So, there will be masses of debate, in and out of Parliament. But Joe Wright is not the sort of director who will allow all this to degenerate into a long dull series of speeches and conversations; rather, he makes drama of these. His film also avoids any sense of merely re-ploughing familiar ground. Those familiar with his adaptations of Pride and Prejudice (2005), Atonement (2007), and Anna Karenina (2012) can testify to his capacity for quite daring transformation of revered works. We may feel we know enough about Dunkirk, but, working from Anthony McCarten’s screenplay, he makes us privy to the machinations of getting Churchill into place so that the evacuation can be effected. In doing so, and in this ‘darkest hour’ there is still scope for touches of humour, as when Churchill toasts to ‘Not buggering up!’, as he raises his ever-present whisky glass. He even allows Churchill, when an issue relating to the ‘Privy Seal’ is spoken of, to reply that, at the moment, he is ‘sealed in the privy’. It’s not Congreve, but it seems to belong to the irascible protagonist.

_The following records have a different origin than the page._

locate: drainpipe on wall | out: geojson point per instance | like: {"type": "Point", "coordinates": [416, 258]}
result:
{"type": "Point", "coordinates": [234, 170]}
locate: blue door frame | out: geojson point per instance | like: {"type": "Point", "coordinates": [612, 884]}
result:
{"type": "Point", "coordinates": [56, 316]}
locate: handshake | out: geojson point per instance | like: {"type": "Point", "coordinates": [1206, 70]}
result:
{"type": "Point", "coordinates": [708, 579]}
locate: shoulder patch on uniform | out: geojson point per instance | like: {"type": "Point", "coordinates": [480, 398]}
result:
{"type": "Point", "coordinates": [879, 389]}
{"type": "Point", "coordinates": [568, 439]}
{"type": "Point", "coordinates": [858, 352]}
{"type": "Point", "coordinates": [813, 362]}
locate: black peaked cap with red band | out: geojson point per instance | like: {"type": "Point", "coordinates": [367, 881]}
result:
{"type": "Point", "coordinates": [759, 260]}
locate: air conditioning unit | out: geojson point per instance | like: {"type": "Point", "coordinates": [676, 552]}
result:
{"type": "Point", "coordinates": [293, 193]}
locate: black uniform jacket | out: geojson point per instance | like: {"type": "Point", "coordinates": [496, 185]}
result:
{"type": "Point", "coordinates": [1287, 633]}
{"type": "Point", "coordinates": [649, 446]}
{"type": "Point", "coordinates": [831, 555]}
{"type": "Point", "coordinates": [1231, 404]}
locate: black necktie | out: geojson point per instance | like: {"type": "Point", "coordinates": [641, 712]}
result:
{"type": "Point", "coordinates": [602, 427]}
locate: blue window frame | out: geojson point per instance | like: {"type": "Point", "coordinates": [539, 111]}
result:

The film achieves for the most part a satisfying balance between the depiction of Churchill and of the larger affairs of dangerous times. Wright registers the initial precariousness of Churchill’s situation: Parliament may have felt an urgent need to be rid of Chamberlain’s leadership, but there is by no means universal or exuberant welcome for Churchill as his replacement. His party realises that he is ‘the only one the opposition will accept’. The shadow of his role in the Gallipoli disaster, twenty-four years earlier, still hangs over him, and it requires of him more patience than comes naturally to him in dealing with an even more precarious situation: that of British troops’ being encircled by German forces bent on pushing them to the French coast. In Gary Oldman’s brilliant incarnation of the man, we are constantly aware of the tensions operating between these two situations – Churchill’s and the nation’s.
Gary Oldman as Winston Churchill in Darkest Hour (Universal Pictures)
As to personal relations, Wright brings perception and wit to the varying kinds of rapport – or non-rapport – Churchill achieves. Having decided that the film has to be more than just a matter of political manoeuvrings, he has cast his film carefully so as to create a fuller understanding of Churchill’s behaviour in what is for the nation, even for Europe at large, a perilous time. With Kristin Scott Thomas’s elegant Clemmie, he enjoys an often humorous bantering that can lead to a shouting match on occasion. Scott Thomas and Oldman imbue their scenes together with warmth and appropriate sense of long-standing interdependence. Even more dramatically effective is his relationship with George VI, the latter superbly evoked in a career-best performance from Ben Mendelsohn, almost the last actor I would have expected to fetch up in this role. He maintains, in physical bearing and vocal delivery, an uncanny resemblance to the real thing, without resorting to mere impersonation. A different sort of interpersonal connection is that between Churchill and Lord Halifax, played with unflinching disapproval by Stephen Dillane, speech impediment and all (has a single film ever included more of them?). In fact, the cast is studded with some of Britain’s finest, including Ronald Pickup as a frayed-looking Chamberlain and Samuel West as a dependable Anthony Eden, and there is an engaging rendering of Churchill’s sometimes-bullied amanuensis, Elizabeth Layton, from Lily James.
Darkest Hour doesn’t go in for large-scale action episodes. It’s not that Wright couldn’t handle these, as his memorable tracking-shot version of Dunkirk in Atonement showed. Much of the film is taken up with dialogues in settings either parliamentary or domestic, but there are still moments of visually striking awareness of the larger picture. There are a hauntingly evoked sequence of people walking bleakly through London’s sandbagged streets, a majestic shot of the boats headed for France against the background of the Dover cliffs, and a deservedly triumphant moment as Parliament rises to its feet to acknowledge what has been achieved at Dunkirk.
In Oldman’s Oscar-worthy incarnation of the man, we can accept the accolade on which the film ends: ‘He’s mobilised the English language and sent it into battle.’
Darkest Hour (Universal Pictures), 125 minutes, directed by Joe Wright, in cinemas 11 January 2018.